Writers often mention how, once begun, a story takes over and goes off in its own direction. It exercises a power leading the writer in the way it wants to be told. This is so true in reference to the book Major Fraser’s. The spirit of those who lived at 201 Prince Street was emerging as if from the woodwork and overpowers my thoughts and my fingers as I type their histories. They stay with me throughout the day, becoming my constant companions even when I’m not at the computer. The bond between houses and people lay in the back of my mind and smolder there.
The writing of the story began when the present owner of the house, John, asked me if I would put his massive collection of information on the house in order. I misunderstood and thought he wanted me to research the house from its earliest inhabitants and put them in book form. I believe there are no accidents in life only events that happen for a reason.
When I completed the work and presented it to John, he was surprised. He had no idea that I was writing a book for him, yet was pleased with the end result. I was finished, or so I thought.
The story would not let go of me. It stayed with me, nagging at me. I dreamed of the inhabitants who lived at that address as if they are my ancestors waiting to be brought to the drawing room to be introduced to company. The Major’s wife and family came to me, waking me at 3 a.m. pleading with me to tell their story, too.
So I asked John if I may publish his story. As the frame of a house wants filling in, adding to it; so the histories of some people want to be brought forth. With his permission, my research expanded.
Facts kept falling into place like a child’s puzzle. Information that I couldn’t find before, popped up in front of me. Material that came to me from the Internet was searched and researched in print form for accuracy. Of course errors are made in print also, especially when transcribing forms from the 1600s and 1700s.
Alas, in this day of the Information Highway, new facts are always coming to the surface. I expended hour after hour to prove what I wrote was the truth…….at least as someone had seen it and I believed it.
The Farnsworth family first grabbed onto me. There were a few different lines of Farnsworths that came to the Colonies early. It was devilish trying to keep them separate.
A few stories were extended because they were just too good to let lay in a drawer somewhere. A chuckle told me that not all our ancestors were serious and respectable was definitely welcome after hours of dry, dusty words.

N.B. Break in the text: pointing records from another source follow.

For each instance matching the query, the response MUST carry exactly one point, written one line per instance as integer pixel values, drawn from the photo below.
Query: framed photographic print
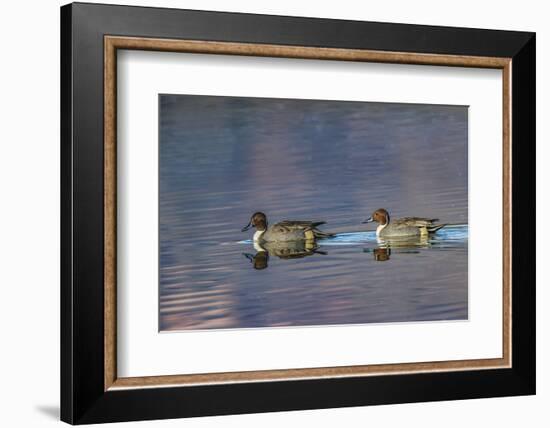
(265, 213)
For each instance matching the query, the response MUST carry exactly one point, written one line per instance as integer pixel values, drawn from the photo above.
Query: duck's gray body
(287, 231)
(284, 231)
(408, 227)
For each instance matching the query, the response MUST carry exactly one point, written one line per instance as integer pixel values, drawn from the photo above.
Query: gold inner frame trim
(113, 43)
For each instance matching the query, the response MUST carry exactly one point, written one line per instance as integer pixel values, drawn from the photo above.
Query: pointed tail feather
(434, 228)
(321, 234)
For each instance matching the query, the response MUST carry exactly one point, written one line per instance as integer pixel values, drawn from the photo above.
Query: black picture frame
(83, 398)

Another particular family story, that of the Fraser’s, held me tight. It was as if Major Fraser wanted his honor and respect for his military record to stand on its own merit. His wife, Mrs. Anne Loughton Smith Fraser came to me at night, (they were visits, not dreams) told me where to seek her background; the family she came from with their honorable saga of settling in the Charleston, South Carolina area. Every place she guided me to, had the information I needed. With her maiden name of Smith, the search could have been difficult, if not downright impossible, without going to Charleston. Wow, what a way to research!
Not to be put aside, the Fraser children tugged at my shirttails, letting me know that they, too, became a part of history in our still young country. It was a wonder that I got any sleep at all with all this company coming to me at night.
Their stories left Bordentown to extend outside the United States borders, but were too good not to include. Caroline Georgina attached hers, through the love of a prince, to France. Caroline Georgina’s twin, William eventually settled in Washington D.C. I think about his selling horses to the Union Army during the American War Between The States. He must have been torn by this war between the north and the south and the two homes he was raised in.
On a visit to the Wilson Library in Chapel Hill, North Carolina I held in my hands, Jane Winter Fraser’s hand-written books, written for her nieces and nephews, from her days in Bordentown. Rampant emotions ran through me as I struggled to decipher her hand writing. I heard her whispers in my ear. She was whispering in my ear while I was reading her book! I kept looking around to see if anyone was noticing. Becoming too unsettled, I finally copied page after page of her book to take home to decipher.
Her sister Maria Fraser blazed trails in the west. Because she was coming to me at night and woouldn’t let me go either, I continued to search and to record what I found.
The Major fought valiantly on the side of the British during the Revolutionary War. Bordentown was a majority of Patriots but forgiving after the War of some Loyalists, certainly where the Major and his family were concerned. By the time he came to Bordentown peace had returned to a nation still building itself.
After the War he settled into plantation life of South Carolina. In summer he brought his family north, first to Philadelphia then by invitation from his friend Dr. William Burns to Bordentown. He was leaving behind the fatal diseases of the heat that invaded their own southern home and often the city of Philadelphia.
Out of his eleven children several of them later made Bordentown their primary home, even buying property of their own after the Major died in 1820.
His daughter Caroline Georgina’s marrying Prince Lucien Murat, nephew of Joseph and Napoleon Bonaparte, probably influenced folks to continue calling the house by a name given to it two hundred years ago. It is still referred to as “Major Fraser’s” house.
It is their visits to me in the middle of the night that encouraged me to continue writing their family stories and publishing them, so this part of history will not be left in some dusty storeroom and forgotten.